Enclosure, Tullohea, Co. Tipperary
Co. Tipperary |
Enclosures
A road now cuts through what was once a continuous earthwork complex in the Tipperary pastureland of Tullohea, quietly dividing two enclosures that the 1840 Ordnance Survey six-inch map recorded as adjoining.
By the time the 1904 edition was published, a road running east to west had inserted itself between them, and the southern enclosure became a separate feature. What remains at the northern site is a low, slightly flattened oval of ground, roughly 30 metres north to south and 34 metres east to west in its overall extent, still faintly legible in the grass if the light or the season cooperates.

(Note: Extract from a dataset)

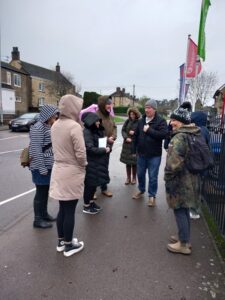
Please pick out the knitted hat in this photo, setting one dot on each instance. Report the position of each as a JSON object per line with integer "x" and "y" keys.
{"x": 151, "y": 103}
{"x": 182, "y": 115}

The earthwork shows what surveyors describe as two possible phases of construction, meaning the site was likely modified or extended at some point rather than built in a single effort. The earlier phase appears to be a sub-circular area roughly 22 metres by 26 metres, defined by the remnants of a low earthen bank and an accompanying fosse, which is the term for a ditch dug to reinforce or protect an enclosure. That original bank and fosse are partially cut across by a later, more substantial earth and stone bank, suggesting that someone at some point decided the original boundary needed reworking or enlarging. The later bank survives to between 0.6 and 1.1 metres on its interior face and up to 1.5 metres externally, making it the more prominent feature visible today. An external fosse associated with this second phase has been largely filled in along part of its circuit, most probably because of a trackway that appears on the later OS mapping. Inside the enclosure, the ground is generally level, though a shallow depression measuring roughly 4.5 metres by 3.3 metres sits within the north-west quadrant, its purpose unrecorded.